The Rosicrucians Their Rites And Mysteries

The Rosicrucians Their Rites And Mysteries Cover

Book: The Rosicrucians Their Rites And Mysteries by Hargrave Jennings

THIS book, which now leaves our hands, concentrates in a small compass -the results of very considerable labour, and the diligent study of very many books in languages living and dead. it purports to be a history (for the first time treated seriously in English) of the famous Order of the 'Rose-Cross', or of the 'Rosicrucians'. No student of the Occult Philosophy need, however, fear that we shall not most carefully keep guard--standing sentry (so to speak) not only over this, which is, by far, the pre-eminent, but also over those other recondite systems which are Connected With the illustrious Rosicrucians.

An accomplished author of our own period has remarked that 'He who deals in the secrets of magic, or in the secrets of the human mind, is too often looked upon with jealous eyes by the world, which is no great conjuror.'

How is it that, after centuries of doubt or denial--how happens it, in face of the reason that can make nothing of it, the common sense that rejects, and the science which can demonstrate it as impossible, the supernatural still has such vital hold in the human--not to say in the modern--mind? How happens it that the most terrible fear is the fear of the invisible?--this, too, when we are on all hands assured that the visible alone is that which we have to dread! The ordinary reason exhorts us to dismiss our fears. That thing 'magic', that superstition 'miracle', is now banished wholly from the beliefs of this clear-seeing, educated age. 'Miracle', we are told, never had a place in the world--only in men’s delusions. It is nothing more than a fancy. It never was anything more than a superstition arising from ignorance.

What is fear? It is a shrinking from possible harm, either to the body, or to that thing which we denominate the mind that is in us. The body shrinks with instinctive nervous alarm, like the sensitive leaf, when its easy, comfortable exercise or sensations are disturbed.

Our book, inasmuch as it deals--or professes to deal--seriously with strange things and with deep mysteries, needs the means of Interpretation in the full attention of the reader: otherwise, little will be made, or can come, of it. It is, in brief, a history of the alchemical philosophers, written with a serious explanatory purpose, and for the first time impartially stated since the days of James. the First and Charles the First. This is really what the book pretends to be--and nothing more. It should be mentioned that the peculiar views and deductions to be found herein were hinted at as demonstrable for the first time by the same Author in the year 1858, when a work entitled Curious Things of the Outside World was produced.

Let it be understood, however, that the Author distinctly excepts against being in any manner identified with all the opinions religious or otherwise, which are to be found in this book. Some of them are, indeed, most extraordinary; but, in order to do full justice to the speculations of the Hermetic Brethren, he has put forward their ideas with as much of their original- force as he was able; and, in some parts of his book, he believes he has urged them with such apparent warmth, that they, will very likely seem to have been his own most urgent convictions. As far as he can. succeed in being so considered, the Author wishes to be regarded simply as the Historian of, the Rosicrucians, or as an Essayist on their strange, mysterious beliefs.

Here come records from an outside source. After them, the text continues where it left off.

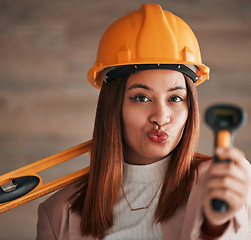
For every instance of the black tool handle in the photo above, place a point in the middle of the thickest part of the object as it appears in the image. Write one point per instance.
(23, 185)
(217, 204)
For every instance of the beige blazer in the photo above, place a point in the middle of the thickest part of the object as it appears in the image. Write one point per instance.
(56, 221)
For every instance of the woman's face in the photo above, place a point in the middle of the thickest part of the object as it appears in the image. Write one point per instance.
(154, 114)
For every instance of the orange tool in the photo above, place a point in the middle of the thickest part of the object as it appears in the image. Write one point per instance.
(224, 120)
(24, 184)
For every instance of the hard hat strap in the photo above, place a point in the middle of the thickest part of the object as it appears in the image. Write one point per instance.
(128, 69)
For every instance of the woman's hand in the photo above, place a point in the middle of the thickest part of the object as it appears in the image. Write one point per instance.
(228, 182)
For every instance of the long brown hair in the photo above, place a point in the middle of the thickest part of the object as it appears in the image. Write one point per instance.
(97, 197)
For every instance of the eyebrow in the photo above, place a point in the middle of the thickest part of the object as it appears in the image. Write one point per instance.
(138, 85)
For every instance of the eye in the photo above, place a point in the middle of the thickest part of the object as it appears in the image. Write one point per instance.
(140, 98)
(176, 99)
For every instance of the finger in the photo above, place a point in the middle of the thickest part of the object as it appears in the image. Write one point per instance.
(233, 154)
(228, 184)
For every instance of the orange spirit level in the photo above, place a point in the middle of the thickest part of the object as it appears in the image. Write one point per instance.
(24, 184)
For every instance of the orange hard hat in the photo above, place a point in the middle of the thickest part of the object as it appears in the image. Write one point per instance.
(148, 38)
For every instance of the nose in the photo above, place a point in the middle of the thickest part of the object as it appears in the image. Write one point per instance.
(160, 115)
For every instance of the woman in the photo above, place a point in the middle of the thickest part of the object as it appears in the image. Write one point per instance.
(146, 181)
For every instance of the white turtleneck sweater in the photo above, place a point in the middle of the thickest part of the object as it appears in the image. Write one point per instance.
(140, 183)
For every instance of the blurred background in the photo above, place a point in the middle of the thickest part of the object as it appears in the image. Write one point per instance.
(46, 103)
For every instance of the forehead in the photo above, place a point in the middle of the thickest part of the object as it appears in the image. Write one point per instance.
(157, 79)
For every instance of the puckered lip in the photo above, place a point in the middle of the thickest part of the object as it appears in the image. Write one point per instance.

Whether he will succeed in engaging the attention of modern readers to a consideration of this time-honoured philosophy remains to be seen; but this he is assured of, that the admiration of all students and reflective minds will be excited by the unrivalled powers of thinking of the Rosicrucians. The application, proper or otherwise, of these powers is a matter altogether beside the present inquiry.

The Author has chiefly chosen for exposition the Latin writings of the great English Rosicrucian, Robert Flood, or Fludd (Robertus de Fluctibus), who lived in the times of James the First and Charles the First.